Desde o início que o Governo geriu a aprovação da nova Lei das Finanças Regionais para atingir Alberto João Jardim. Era mais importante atacar Jardim do que defender a racionalidade da lei. Era mais importante confrontar o estilo de Jardim com a suavidade nos Açores de Carlos César do que justificar a mudança. Mesmo que Jardim aceitasse com resignação a nova lei, o Governo iria provocá-lo até onde pudesse. Um conflito com Jardim era ideal para o Executivo de Sócrates. Para começar, permitia ver Jardim na posição de um despesista agarrado ao Orçamento do Estado, numa altura em que o Governo faz cortes e jura que contém o défice. Não interessava que, pelo meio, o Governo reduzisse um presidente de uma região autónoma ao estatuto de um quezilento chefe de divisão pública a quem fecharam a torneira. Também ninguém se iria lembrar que, por mais reservas que o regime estadista e populista de Jardim suscite, esse regime serviu para desenvolver a Madeira, criando uma classe média como não há em muitas partes do país. Mas até isto o Governo quis: o modo como Jardim usou o dinheiro a mais que recebeu do "continente" tornou-se uma questão secundária. O alvo era de facto ele.

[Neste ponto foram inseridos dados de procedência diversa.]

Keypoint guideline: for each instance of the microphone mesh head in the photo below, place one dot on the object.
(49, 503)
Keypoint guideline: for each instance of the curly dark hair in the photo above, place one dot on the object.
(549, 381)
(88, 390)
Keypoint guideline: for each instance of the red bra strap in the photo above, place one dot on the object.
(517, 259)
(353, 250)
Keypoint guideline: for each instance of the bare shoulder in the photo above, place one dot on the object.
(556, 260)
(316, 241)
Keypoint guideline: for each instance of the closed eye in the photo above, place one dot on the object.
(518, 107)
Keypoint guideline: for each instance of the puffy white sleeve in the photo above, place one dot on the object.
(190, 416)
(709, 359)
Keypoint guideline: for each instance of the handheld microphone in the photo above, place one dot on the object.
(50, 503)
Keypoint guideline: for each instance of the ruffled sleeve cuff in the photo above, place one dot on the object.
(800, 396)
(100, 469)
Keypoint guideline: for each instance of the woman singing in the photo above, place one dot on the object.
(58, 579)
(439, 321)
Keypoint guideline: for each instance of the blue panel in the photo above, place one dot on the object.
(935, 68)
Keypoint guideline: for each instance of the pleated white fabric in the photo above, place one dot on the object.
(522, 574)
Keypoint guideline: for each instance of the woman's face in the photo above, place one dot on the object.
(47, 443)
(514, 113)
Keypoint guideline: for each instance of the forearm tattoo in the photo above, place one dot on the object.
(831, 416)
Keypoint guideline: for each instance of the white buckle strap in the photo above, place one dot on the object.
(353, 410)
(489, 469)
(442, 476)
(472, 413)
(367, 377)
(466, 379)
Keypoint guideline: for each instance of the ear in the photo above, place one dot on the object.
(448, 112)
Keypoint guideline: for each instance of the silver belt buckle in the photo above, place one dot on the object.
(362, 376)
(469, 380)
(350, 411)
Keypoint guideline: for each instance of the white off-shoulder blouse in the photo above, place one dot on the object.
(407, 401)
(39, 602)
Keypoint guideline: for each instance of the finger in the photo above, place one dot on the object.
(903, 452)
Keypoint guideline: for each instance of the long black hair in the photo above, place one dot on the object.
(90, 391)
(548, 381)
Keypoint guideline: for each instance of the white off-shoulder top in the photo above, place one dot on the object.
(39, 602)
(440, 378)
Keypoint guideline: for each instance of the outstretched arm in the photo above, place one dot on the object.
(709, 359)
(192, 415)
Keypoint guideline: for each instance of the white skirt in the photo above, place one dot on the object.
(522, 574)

Talvez se encontre outra razão. Com o PSD em crise de identidade e mesmo que os portugueses de fora da Madeira encarem Jardim como um político acrimonioso, ele representa um dos últimos vestígios da supremacia do PSD na política portuguesa. Ganhou sempre na Madeira porque marginalizou a oposição, mas também porque nunca apareceu um anti-Jardim à altura. E não apareceu porque, para os madeirenses, o PSD é mais confiável para governar do que o PS e defende-os melhor do que o PS. Jardim nunca ignorou esse sentimento sectário. Por isso, a sua estratégia de conflitualidade contra o continente tem sido sempre contra um aparelho que apelida de "socialista", uma Constituição "socialista". A guerra que Sócrates lhe declarou é também por isso.
Jardim fez bem em demitir-se. Naturalmente, não foi eleito a contar com esta alteração de pressupostos políticos e não quer ser responsabilizado no futuro por aquilo que não pôde fazer. Quer um julgamento agora e quer um julgamento também sobre José Sócrates. Até onde quer ir, se ganhar a Sócrates, é que ainda não se sabe.